A first-in-human, Phase 1 trial assessing the safety and immunogenicity of an investigational universal influenza vaccine has begun at the NIH Clinical Center. Healthy participants 18 to 50 years old will receive either a licensed seasonal influenza vaccine or the experimental vaccine, FluMos-v1. FluMos-v1 was developed by scientists at the National Institute of Allergy and Infectious Diseases to stimulate antibodies against multiple influenza virus strains. So-called universal influenza vaccines could one day eliminate the need for annual vaccination by generating long-lasting antibodies to protect against many existing or emergent influenza virus strains.


The NIH appointed  Dr. Marie Bernard as Chief Officer for Scientific Workforce Diversity. In her new role, Dr. Bernard will lead NIH’s effort to promote diversity, inclusiveness, and equity throughout the biomedical research enterprise.

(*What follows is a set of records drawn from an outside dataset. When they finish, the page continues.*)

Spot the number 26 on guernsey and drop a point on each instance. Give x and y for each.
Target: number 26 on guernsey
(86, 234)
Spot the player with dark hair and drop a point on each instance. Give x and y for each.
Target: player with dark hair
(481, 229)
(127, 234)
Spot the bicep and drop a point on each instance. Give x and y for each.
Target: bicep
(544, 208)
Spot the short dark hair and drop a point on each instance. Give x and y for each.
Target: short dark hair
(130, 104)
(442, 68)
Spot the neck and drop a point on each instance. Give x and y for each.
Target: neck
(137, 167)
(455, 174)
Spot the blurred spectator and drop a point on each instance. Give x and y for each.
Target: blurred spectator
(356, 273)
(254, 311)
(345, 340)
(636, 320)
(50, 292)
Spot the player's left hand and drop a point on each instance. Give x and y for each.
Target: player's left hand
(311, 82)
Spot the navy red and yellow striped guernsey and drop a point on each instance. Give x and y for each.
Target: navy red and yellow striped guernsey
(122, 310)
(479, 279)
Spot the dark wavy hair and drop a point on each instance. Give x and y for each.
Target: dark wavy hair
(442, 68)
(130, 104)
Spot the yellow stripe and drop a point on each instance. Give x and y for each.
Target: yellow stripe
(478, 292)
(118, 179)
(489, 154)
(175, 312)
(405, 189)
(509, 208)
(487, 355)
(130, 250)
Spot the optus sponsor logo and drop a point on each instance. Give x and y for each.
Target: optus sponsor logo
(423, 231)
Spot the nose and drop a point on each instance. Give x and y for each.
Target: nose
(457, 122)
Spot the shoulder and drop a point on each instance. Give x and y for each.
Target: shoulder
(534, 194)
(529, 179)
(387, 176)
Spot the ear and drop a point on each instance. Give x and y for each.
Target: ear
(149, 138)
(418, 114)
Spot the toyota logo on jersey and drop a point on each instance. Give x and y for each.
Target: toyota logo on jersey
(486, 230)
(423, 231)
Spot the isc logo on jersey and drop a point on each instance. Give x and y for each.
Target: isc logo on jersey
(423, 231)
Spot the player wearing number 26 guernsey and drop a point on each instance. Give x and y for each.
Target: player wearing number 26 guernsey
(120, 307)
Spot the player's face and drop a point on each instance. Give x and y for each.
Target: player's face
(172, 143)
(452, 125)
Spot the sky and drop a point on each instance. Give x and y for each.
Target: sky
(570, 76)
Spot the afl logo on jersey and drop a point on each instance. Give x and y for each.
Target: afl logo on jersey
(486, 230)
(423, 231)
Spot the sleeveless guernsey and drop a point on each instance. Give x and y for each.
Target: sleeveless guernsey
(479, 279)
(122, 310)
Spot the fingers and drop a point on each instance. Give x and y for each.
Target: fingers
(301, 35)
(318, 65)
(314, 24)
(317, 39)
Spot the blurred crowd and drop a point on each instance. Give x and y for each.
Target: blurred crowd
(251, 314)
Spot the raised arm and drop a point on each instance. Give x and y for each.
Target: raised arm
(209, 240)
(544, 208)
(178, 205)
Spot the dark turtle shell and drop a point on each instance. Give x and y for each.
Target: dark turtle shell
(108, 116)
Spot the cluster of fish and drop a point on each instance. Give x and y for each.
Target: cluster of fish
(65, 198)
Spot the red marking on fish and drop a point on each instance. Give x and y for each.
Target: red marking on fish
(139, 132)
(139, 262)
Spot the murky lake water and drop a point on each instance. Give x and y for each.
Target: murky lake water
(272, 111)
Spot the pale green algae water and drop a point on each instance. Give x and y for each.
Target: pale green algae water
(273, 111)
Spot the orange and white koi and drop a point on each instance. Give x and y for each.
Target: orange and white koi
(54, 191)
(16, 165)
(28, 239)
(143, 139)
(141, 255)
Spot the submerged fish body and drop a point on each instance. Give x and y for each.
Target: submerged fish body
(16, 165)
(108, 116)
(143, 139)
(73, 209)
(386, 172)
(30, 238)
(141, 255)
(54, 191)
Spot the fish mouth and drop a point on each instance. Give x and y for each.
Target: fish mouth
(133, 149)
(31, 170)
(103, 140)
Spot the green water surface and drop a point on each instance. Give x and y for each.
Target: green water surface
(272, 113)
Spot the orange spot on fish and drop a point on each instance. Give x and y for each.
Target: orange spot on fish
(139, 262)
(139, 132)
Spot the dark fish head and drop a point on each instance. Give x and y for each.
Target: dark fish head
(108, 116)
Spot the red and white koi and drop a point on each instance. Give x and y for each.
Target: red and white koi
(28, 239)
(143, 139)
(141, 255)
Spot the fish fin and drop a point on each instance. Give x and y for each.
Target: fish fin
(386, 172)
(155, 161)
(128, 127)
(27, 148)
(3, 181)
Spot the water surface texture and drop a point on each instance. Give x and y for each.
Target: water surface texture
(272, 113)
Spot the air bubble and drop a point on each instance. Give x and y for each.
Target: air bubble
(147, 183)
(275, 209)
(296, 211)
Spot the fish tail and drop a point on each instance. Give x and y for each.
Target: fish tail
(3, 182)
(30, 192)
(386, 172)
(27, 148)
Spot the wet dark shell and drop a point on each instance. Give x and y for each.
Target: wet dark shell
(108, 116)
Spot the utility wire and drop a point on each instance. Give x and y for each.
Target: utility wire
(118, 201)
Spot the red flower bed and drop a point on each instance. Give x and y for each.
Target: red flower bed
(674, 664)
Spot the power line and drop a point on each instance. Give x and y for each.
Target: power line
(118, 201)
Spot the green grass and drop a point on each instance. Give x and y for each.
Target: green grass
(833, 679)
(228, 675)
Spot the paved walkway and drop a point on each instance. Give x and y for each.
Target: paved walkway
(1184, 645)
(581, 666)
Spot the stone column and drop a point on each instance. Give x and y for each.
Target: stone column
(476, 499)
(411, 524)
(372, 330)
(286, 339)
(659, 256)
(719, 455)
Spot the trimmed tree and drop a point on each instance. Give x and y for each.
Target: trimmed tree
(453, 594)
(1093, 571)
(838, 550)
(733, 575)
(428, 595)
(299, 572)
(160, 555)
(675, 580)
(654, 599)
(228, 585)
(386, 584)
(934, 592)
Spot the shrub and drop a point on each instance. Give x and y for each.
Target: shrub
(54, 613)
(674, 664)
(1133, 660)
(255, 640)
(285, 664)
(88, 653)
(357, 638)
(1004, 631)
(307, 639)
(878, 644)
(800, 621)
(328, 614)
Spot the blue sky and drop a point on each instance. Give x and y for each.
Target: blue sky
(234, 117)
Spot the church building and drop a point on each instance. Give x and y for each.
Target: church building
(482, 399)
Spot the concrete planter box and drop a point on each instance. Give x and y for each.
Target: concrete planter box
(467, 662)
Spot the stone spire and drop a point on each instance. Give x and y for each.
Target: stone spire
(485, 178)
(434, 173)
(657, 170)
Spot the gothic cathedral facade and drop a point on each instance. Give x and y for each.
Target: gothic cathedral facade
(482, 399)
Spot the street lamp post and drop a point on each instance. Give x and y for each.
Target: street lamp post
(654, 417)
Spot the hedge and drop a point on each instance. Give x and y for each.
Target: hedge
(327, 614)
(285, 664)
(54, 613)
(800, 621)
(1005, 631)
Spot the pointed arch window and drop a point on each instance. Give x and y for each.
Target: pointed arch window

The National Institute of Neurological Disorders and Stroke (NINDS) released its 2021-2026 Strategic Plan: Investing in the Future of Neuroscience. The plan presents an overarching strategic framework to accelerate science to improve quality of life for all people with neurological disorders, and to ultimately prevent or cure these diseases.

The National Center for Complementary and Integrative Health (NCCIH) also released a new strategic plan for 2021-2025: Mapping a Pathway to Research on Whole Person Health. The plan details how NCCIH will continue to expand the Center’s activities while advancing new strategies and ideas, including the overarching concept of whole-person health and an increased focus on health promotion and restoration.

On June 5th, the NIH Office of AIDS Research joined colleagues worldwide to commemorate the 40th anniversary of the landmark 1981 CDC’s Morbidity and Mortality Weekly Report, which first recognized the disease later named AIDS. The NIH remains committed to supporting basic, clinical, and translational research to develop cutting-edge solutions for the ongoing challenges of the HIV epidemic.

The U.S. Preventive Services Task Force published a final research plan on menopausal hormone therapy for the primary prevention of chronic conditions in postmenopausal persons.